The financial crisis in the euro zone has reawakened old stereotypes:
Hard-working, disciplined, tax-paying, frugal northerners versus lazy, improvident, tax-dodging southerners.
There are kernels of truth in these old chestnuts, but Angela Merkel erred embarrassingly when she announced, “Greeks take too many holidays.” The next day aides pointed out that Germans actually enjoy more holidays per year than Greeks.
Having spent eight years as an expat manager in northern European countries and another eight in the south, I am familiar with these stereotypes — and with some kernels of truth as well.
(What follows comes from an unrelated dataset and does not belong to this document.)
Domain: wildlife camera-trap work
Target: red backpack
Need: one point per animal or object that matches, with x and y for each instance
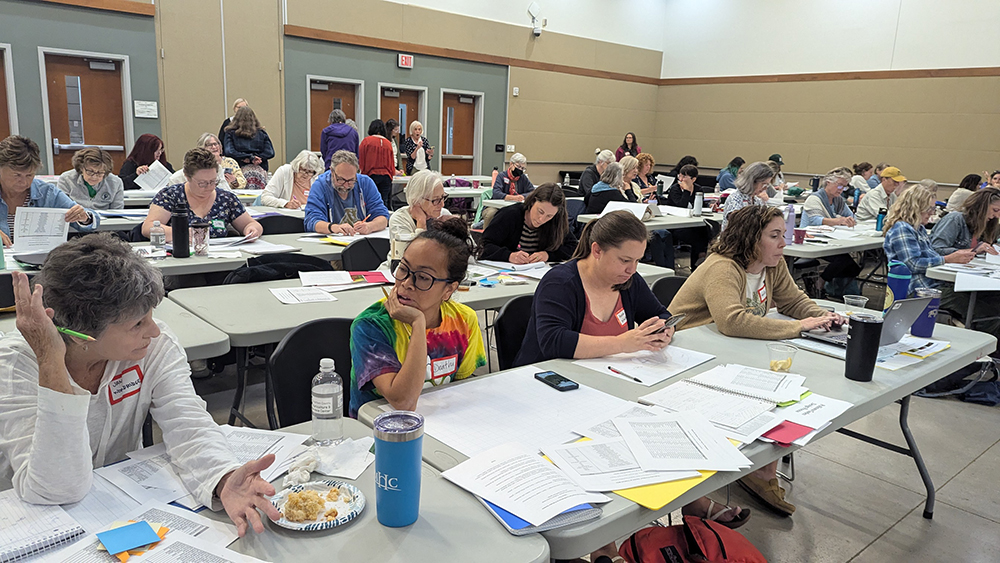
(696, 541)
For example, I found real differences in north-south attitudes toward time. For a 9 a.m. meeting in Hamburg I was expected to show up at 8:55 a.m. That’s considered punctual in Germany. In Italy as you go south down the boot, the clock slows. At a meeting in Turin or Milan my Italian counterparts tended to appear almost on time, maybe five or ten minutes late. But in Rome it was more likely 15-20 late and in Naples people were often half an hour tardy — and no one needed to apologize. That said, the Italians in my Florence office were always dependably on time.
In the 1960s Edward T. Hall coined the terms “monochronic time” for the behavior of cultures like those of northern Europe, and “polychronic” for Italians, Greeks, Spanish and Portuguese. Hall rated the clock-conscious Germans as the most monochronic of all cultures.
Visitors who do business on both sides of the Alps remark on another difference: Northerners are more likely to follow rules and regulations. Many southerners find such behavior boring. So whereas German pedestrians usually wait patiently for the little green man to show it’s safe to cross the street, Italians tend to cross whenever they feel like it. Perhaps that trait is related to the southern penchant for non-payment of taxes?